2007-08-23 16:11:35

by Andrew Burgess

[permalink] [raw]
Subject: Firewire lockup on 2.6.22.3 in SMP but not UP, old drivers

I can pull video via firewire from a set top box using
test_mpeg2 for hours (97GB is my current record) if using a
UP kernel. The machine locks hard after about 500MB using an
SMP kernel. No messages, no altsysreq keys. It seems to
lock faster if I make the machine busy (disk and cpu). One
time it locked up running firewire_tester and once when I
switched cables between cable tv set top boxes (I think
while test_mpeg2 was running)

kernel 2.6.22.3 x86_64. I enabled all the mutex debug stuff
that I could find and turned on the NMI softlock detection
stuff.
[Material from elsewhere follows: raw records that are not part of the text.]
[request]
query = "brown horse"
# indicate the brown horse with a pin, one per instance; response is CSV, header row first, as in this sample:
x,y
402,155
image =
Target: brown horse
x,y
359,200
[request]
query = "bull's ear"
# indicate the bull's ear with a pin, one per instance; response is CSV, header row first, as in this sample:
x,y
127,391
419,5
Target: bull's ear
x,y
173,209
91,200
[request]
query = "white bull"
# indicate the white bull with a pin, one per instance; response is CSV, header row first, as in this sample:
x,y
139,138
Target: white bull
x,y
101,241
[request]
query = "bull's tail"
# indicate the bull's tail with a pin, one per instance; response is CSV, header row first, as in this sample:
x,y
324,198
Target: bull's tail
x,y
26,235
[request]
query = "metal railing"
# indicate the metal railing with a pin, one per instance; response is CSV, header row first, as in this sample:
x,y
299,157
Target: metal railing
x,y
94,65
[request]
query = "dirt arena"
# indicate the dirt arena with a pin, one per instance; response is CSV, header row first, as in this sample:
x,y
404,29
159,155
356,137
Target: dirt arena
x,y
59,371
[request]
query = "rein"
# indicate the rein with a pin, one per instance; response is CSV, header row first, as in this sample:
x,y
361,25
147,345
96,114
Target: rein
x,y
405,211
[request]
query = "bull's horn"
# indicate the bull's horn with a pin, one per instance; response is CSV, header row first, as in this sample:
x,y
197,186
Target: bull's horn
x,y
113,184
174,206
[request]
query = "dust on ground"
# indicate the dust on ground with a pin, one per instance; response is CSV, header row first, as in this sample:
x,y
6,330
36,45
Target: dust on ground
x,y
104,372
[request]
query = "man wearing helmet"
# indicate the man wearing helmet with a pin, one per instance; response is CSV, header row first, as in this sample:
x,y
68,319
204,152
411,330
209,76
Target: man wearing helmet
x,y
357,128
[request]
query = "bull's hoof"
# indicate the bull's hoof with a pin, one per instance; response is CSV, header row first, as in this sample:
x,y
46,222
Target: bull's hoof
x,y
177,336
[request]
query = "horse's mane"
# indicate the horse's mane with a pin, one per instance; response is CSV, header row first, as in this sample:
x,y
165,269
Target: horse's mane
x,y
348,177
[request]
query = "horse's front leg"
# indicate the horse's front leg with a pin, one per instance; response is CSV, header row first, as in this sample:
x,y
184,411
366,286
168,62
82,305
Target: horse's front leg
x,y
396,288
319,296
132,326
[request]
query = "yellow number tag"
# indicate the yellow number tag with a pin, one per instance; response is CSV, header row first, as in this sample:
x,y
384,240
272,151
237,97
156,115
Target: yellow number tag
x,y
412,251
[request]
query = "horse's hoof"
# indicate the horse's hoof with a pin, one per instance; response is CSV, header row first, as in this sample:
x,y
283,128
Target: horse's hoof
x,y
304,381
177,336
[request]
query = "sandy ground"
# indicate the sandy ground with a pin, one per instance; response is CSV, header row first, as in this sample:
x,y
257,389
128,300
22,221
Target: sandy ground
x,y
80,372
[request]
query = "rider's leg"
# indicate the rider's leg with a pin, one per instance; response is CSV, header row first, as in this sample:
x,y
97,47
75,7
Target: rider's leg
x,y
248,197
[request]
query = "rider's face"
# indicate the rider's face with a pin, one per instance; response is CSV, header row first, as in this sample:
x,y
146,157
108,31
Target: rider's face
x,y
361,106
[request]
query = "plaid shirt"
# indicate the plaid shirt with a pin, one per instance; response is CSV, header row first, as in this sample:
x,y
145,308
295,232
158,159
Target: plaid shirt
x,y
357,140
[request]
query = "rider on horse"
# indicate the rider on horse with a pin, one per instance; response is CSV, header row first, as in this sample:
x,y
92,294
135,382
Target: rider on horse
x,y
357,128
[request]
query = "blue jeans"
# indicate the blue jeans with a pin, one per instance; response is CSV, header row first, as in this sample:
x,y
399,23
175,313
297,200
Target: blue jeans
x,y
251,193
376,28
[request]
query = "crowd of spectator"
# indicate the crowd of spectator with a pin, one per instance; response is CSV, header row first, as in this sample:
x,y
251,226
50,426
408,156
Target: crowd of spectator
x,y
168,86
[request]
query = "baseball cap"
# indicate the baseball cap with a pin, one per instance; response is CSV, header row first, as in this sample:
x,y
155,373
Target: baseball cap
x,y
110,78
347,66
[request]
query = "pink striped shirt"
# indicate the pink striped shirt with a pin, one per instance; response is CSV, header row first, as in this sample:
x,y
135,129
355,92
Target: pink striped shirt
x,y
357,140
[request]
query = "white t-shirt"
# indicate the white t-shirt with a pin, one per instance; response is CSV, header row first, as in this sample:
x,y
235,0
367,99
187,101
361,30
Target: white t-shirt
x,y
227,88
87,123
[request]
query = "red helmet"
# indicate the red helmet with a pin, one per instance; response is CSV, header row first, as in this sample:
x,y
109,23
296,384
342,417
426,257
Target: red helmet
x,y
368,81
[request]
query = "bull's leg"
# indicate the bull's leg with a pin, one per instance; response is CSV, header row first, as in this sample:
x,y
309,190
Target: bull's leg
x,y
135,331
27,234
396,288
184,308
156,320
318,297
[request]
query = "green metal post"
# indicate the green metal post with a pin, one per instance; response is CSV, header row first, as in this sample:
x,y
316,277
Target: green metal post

Nada. I tried the driver debug stuff but that seems
more for development (tracing).

I did not try a serial console to catch any messages that
cannot make it through syslog.

The hardware is ASUS A8V Deluxe:

00:07.0 FireWire (IEEE 1394): VIA Technologies, Inc. IEEE 1394 Host Controller (rev 80)

Google shows this to be common although there are two other
chip versions out there.

The PC is about two years old, runs alot of stuff (server,
compiles, etc) and runs fine SMP until I touch firewire.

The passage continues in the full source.